Ok that board can handle FX processors but its max are only the 95watt TDP ones which are either the FX 8120, 8100, or 8300.  You will not be able to run a 8320 on that motherboard as it will likely throttle it and/or damage the motherboard running it especially under stress.  My advice to you is to not go that high with that motherboard otherwise if you really want to upgrade get a new motherboard.  However the problem is there are really no decent MATX motherboards for the high end FX series even if you do not plan on overclocking so I cannot recommend one for your needs.

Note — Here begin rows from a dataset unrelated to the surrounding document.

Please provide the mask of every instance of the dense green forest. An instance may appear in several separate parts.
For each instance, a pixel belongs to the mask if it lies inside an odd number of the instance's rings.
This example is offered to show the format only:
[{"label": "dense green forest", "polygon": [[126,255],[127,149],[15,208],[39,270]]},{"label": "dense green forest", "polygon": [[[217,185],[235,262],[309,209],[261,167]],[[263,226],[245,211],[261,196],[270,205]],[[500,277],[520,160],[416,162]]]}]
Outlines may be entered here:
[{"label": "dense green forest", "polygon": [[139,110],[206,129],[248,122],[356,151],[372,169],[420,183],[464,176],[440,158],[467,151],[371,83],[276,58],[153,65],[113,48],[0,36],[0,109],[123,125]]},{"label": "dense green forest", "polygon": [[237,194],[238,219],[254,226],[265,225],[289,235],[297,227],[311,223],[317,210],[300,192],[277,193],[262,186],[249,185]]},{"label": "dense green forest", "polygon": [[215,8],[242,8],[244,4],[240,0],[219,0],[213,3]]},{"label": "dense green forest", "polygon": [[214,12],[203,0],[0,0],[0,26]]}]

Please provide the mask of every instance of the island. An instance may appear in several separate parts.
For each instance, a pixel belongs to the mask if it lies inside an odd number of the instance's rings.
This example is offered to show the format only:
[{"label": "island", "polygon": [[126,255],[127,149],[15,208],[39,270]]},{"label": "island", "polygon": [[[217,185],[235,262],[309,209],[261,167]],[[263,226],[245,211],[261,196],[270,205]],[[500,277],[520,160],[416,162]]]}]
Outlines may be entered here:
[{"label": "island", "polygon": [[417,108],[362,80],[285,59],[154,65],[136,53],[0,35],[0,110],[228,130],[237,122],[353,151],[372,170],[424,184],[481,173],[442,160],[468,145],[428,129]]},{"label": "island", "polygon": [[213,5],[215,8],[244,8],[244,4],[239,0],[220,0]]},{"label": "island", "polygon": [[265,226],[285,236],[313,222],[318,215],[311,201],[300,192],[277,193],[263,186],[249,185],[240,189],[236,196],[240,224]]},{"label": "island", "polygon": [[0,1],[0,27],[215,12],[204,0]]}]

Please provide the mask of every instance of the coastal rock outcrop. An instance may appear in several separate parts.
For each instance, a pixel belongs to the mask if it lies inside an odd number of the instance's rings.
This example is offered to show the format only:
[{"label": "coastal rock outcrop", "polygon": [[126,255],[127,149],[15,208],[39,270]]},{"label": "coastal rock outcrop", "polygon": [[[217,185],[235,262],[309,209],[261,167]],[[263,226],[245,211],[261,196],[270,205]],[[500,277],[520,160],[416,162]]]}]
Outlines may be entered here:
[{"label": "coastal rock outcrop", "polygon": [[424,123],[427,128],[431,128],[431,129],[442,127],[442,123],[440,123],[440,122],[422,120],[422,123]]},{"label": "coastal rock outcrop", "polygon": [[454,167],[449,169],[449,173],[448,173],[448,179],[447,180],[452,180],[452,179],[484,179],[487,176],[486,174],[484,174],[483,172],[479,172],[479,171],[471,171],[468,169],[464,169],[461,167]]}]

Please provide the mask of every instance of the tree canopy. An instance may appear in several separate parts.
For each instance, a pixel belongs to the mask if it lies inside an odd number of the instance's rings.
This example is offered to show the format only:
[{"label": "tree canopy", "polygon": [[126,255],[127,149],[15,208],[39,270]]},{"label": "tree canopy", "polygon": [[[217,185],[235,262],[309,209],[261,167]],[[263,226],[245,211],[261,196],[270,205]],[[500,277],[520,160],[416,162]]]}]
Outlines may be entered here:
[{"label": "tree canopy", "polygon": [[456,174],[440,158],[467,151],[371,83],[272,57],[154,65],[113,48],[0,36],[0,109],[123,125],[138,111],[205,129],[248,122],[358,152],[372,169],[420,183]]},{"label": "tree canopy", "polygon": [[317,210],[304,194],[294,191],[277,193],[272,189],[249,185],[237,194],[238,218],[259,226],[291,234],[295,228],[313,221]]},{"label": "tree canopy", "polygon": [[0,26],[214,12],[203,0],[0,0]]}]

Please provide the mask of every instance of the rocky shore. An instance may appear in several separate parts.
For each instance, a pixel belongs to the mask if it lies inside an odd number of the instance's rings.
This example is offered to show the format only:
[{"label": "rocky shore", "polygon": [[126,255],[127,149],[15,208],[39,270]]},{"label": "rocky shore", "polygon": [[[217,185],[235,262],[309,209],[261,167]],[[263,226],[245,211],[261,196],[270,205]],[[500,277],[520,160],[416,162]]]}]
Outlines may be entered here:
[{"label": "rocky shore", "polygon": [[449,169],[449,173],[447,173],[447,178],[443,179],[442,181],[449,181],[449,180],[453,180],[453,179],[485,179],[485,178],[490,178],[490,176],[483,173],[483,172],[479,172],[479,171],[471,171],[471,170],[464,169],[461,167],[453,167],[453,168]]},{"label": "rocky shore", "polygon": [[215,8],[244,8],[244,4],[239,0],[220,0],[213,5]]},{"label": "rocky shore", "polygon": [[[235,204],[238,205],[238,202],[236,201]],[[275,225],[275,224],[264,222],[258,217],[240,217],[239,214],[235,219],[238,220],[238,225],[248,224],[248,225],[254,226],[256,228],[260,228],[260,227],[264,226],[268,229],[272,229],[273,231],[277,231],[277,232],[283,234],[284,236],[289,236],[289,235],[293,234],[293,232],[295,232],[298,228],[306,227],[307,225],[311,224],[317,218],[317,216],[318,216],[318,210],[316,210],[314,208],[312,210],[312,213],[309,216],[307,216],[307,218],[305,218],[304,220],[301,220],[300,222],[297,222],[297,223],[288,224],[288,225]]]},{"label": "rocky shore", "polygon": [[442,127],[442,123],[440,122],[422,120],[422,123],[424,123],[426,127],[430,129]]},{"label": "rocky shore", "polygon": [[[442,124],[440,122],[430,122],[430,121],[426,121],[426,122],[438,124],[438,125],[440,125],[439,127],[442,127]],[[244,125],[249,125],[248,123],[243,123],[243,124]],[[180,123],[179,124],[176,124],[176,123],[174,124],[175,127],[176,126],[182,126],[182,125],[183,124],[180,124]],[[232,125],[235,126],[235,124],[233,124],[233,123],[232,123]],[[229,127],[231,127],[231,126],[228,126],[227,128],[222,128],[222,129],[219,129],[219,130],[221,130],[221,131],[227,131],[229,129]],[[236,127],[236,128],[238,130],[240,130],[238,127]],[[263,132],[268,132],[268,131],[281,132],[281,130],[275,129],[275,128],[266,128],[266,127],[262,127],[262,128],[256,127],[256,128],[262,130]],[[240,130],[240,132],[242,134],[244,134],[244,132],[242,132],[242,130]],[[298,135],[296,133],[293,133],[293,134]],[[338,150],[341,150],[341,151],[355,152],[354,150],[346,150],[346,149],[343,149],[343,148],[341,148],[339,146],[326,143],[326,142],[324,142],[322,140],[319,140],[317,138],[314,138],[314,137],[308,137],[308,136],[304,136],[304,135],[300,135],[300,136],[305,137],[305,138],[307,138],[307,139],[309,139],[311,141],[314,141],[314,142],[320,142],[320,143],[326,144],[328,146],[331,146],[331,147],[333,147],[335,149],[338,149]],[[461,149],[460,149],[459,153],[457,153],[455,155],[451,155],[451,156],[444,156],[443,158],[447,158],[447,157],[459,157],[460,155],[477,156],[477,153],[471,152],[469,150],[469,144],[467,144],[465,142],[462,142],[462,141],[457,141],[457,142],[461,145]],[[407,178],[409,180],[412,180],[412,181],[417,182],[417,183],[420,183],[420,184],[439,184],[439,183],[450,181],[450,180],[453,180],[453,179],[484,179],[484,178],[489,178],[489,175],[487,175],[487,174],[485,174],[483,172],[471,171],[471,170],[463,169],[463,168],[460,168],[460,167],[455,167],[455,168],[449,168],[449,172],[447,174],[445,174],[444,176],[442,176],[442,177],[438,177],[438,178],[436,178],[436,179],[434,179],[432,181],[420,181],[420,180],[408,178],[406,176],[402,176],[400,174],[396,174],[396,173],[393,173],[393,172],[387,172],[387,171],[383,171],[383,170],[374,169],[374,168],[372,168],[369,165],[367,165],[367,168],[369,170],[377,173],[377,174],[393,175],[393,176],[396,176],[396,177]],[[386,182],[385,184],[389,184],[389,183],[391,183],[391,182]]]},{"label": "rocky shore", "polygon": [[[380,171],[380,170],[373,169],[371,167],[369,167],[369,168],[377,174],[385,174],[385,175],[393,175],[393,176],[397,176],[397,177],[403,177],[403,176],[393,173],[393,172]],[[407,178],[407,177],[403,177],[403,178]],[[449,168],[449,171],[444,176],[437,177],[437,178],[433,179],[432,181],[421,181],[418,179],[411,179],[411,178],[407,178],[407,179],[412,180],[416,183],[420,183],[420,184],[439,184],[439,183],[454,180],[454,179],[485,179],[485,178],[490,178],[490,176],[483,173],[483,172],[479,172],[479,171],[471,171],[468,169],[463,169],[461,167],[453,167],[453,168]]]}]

Best option would probably be buying a really nice low profile cooler and overclocking a little bit on your FX 4300 as that board should be able to at least do that fine.  This should suffice as I have heard its pretty good in that area!


----------



## ThE_MaD_ShOt (Dec 16, 2014)

How about the 8320E it's 95 watt? Also my sig rig under full load (crunching) @ 4.4 runs mids 30's c with a H100i.

Oh also my vote is for a hyper 212+ for air cooling in push pull. I have one on my matx 8350 cruncher and it does a good job of keeping temps in check.


----------



## OneMoar (Dec 16, 2014)

I would't even trust that board to run a 95W FX chip those early 760G re-socket boards where notoriously bad


----------